Imitating Opponent to Win: Adversarial Policy Imitation Learning in Two-player Competitive Games

The Viet Bui¹, Tien Mai¹, Thanh H.Nguyen²

¹ Singapore Management University Singapore, Singapore

² University of Oregon Eugene, Oregon, United States

tvbui@smu.edu.sg, atmai@smu.edu.sg, thanhhng@cs.uoregon.edu

AAMAS-2023

Abstract

Recent research reveals vulnerabilities in deep reinforcement learning (RL) where adversarial policies impact a target RL agent negatively in a multi-agent setting.

Existing studies face limitations in generalizing knowledge to unexplored policy regions.

Our novel adversarial policy learning:

Introducing an imitator that learns the victim agent's policy and provides feedback for adversarial policy training.
Applying imitation learning to capture underlying characteristics, adapting to changing environment dynamics during training.
Establishing a provable bound for a desired imitating policy when the adversary's policy stabilizes, strengthening our approach.
Incorporating the adversary's value function into the imitation objective, makes the imitator both learn the victim policy and act adversarially.
Experiments in four MuJoCo game environments demonstrate superior performance compared to state-of-the-art algorithms.

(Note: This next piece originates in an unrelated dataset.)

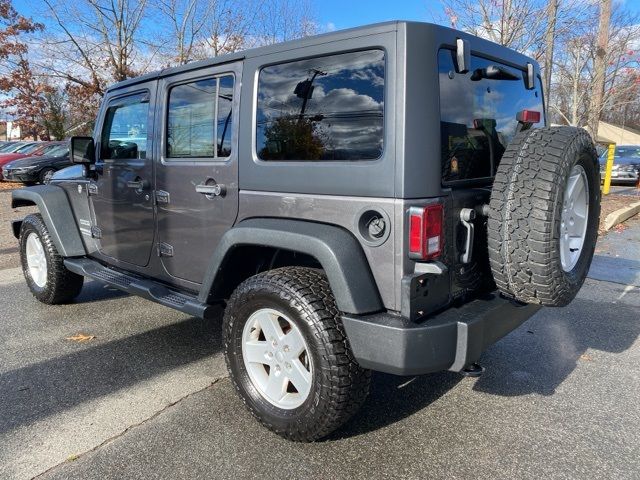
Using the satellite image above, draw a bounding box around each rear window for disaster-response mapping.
[256,50,385,161]
[438,49,544,183]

Illustrative snapshots of a victim (in blue) against normal and adversarial opponents (in red) in SumoHumans simulator. Two players of the baseline method try to get close to each other and butt their opponents to win. However, APL learns to kneel to stay in the ring and its victims may find it harder to knock it down. Our algorithm even learns to stand better with two knees and dodge attacks from the victim.